Investment Volatility Is Eroding 2019 Global Reinsurance Capital Gains

Red and white globe sitting on top of investment data graphs on paper

April 29, 2020 |

Red and white globe sitting on top of investment data graphs on paper

Total capital dedicated to the global reinsurance industry grew 15 percent year-on-year in 2019, standing at $605 billion at the end of the year, according to the Reinsurance Market Report: Results for Full-Year 2019, April 2020, from Willis Re, the reinsurance business of Willis Towers Watson.

Much of that capital growth has likely unwound thus far in 2020, however, due to the steep sell-off in the stock and corporate bond markets, according to Willis Re. The downturn in investment markets in March and April likely resulted in a year-to-date reduction in the global reinsurance capital base ranging from 5 percent to 20 percent, Willis Re said.
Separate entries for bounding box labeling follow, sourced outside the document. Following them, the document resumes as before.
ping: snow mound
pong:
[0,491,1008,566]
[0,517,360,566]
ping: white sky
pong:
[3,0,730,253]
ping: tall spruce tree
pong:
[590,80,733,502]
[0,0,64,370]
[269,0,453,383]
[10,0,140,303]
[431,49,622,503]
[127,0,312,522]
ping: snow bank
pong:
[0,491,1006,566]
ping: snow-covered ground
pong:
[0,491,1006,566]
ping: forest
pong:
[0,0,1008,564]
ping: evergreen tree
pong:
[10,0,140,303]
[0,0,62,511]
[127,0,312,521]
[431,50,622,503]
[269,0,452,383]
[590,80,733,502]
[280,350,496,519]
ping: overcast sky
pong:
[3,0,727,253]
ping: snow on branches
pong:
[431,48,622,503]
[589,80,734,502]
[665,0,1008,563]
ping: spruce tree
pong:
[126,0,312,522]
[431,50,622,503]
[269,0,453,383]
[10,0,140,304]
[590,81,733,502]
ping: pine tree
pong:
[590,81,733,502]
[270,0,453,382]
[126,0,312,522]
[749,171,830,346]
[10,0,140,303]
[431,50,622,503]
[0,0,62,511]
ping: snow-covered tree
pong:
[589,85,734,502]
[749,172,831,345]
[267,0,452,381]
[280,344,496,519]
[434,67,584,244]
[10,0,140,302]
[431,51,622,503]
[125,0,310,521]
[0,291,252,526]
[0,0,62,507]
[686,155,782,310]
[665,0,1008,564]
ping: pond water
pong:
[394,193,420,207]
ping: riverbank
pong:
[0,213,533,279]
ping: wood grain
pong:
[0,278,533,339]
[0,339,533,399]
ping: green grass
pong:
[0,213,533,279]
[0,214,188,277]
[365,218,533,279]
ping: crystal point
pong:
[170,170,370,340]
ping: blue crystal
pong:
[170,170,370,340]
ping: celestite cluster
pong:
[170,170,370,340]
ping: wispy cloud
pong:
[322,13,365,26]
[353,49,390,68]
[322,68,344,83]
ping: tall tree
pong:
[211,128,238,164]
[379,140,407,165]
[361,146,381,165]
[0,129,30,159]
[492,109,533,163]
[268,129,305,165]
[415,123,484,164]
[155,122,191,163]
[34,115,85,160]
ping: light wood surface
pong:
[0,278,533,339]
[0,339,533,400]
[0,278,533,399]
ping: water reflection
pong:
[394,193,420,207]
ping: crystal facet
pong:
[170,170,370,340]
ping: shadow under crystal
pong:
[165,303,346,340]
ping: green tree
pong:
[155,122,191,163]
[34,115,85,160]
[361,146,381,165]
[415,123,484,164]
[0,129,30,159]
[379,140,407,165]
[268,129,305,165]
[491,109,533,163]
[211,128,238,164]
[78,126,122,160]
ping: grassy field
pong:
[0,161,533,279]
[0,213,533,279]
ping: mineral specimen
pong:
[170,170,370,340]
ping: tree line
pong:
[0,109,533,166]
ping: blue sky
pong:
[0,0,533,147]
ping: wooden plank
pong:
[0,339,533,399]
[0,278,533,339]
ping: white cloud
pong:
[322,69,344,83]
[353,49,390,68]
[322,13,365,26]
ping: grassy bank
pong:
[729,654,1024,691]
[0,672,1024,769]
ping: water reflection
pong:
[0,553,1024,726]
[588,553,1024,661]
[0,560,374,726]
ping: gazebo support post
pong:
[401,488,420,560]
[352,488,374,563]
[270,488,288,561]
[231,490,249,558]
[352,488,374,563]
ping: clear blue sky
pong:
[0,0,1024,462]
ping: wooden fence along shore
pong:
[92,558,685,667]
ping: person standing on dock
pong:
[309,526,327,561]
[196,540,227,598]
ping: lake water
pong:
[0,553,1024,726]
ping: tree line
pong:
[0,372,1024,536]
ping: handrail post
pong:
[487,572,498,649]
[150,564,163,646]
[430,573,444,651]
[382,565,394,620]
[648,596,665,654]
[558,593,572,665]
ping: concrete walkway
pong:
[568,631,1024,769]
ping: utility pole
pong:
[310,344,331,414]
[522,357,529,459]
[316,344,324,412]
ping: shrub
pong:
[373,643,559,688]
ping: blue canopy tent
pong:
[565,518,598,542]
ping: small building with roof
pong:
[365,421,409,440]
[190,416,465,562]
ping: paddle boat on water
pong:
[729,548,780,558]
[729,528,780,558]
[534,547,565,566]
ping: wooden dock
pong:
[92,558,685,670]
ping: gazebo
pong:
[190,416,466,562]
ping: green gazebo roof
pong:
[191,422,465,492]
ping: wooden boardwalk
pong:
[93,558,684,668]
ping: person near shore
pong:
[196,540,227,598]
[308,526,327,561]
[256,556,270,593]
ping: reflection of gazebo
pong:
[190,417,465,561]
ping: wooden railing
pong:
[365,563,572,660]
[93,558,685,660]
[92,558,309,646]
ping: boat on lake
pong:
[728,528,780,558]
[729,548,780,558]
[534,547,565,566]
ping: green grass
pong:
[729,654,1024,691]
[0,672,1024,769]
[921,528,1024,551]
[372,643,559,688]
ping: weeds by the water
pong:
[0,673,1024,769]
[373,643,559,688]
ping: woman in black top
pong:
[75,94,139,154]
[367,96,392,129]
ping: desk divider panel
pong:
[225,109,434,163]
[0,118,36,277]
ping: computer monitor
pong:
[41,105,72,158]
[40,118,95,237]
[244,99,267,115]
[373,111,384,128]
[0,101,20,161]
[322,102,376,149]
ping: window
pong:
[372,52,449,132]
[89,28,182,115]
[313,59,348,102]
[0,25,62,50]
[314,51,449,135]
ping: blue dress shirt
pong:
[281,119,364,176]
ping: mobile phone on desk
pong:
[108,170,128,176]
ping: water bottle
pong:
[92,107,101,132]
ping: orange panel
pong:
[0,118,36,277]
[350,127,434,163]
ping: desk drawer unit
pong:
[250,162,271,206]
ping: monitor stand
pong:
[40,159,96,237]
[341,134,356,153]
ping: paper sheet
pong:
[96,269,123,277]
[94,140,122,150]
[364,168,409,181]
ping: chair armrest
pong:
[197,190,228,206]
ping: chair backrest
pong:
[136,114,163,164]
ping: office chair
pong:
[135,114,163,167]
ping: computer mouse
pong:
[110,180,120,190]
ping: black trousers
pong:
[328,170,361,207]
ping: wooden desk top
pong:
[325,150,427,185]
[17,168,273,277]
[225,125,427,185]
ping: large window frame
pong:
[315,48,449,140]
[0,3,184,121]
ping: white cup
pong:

A more in-depth analysis of a subset of 18 reinsurers showed the return on equity (ROE) of the group increasing significantly in 2019, to 9.7 percent from 4.2 percent in 2018, Willis Re reported, driven largely by investment gains.

During the same period, however, the group's underlying ROE, which excludes the impact of investment gains, abnormal catastrophe losses, and prior-year reserve development, fell from 4.3 percent in 2018 to 3.2 percent in 2019. Willis Re said the analysis shows that the reinsurance sector's underlying ROE "remains in gentle decline and is well below the industry's cost of capital."

Willis Re said that a primary driver of 2019's lower ROE was the subset's combined ratio, which increased from 99.2 percent in 2018 to 100.6 percent in 2019. On an underlying basis—normalizing catastrophe losses and excluding prior-year reserve development—the combined ratio rose from 102.3 percent in 2018 to 103.1 percent in 2019 and has been increasing every year since 2013, Willis Re said.

In a statement, James Kent, global CEO of Willis Re, said, "This analysis demonstrates how sensitive the global reinsurance capital base is to investment markets. Thankfully strong capital growth in 2019 allied to judicious investment strategies by many companies has put the industry in a good position to weather the current volatile environment."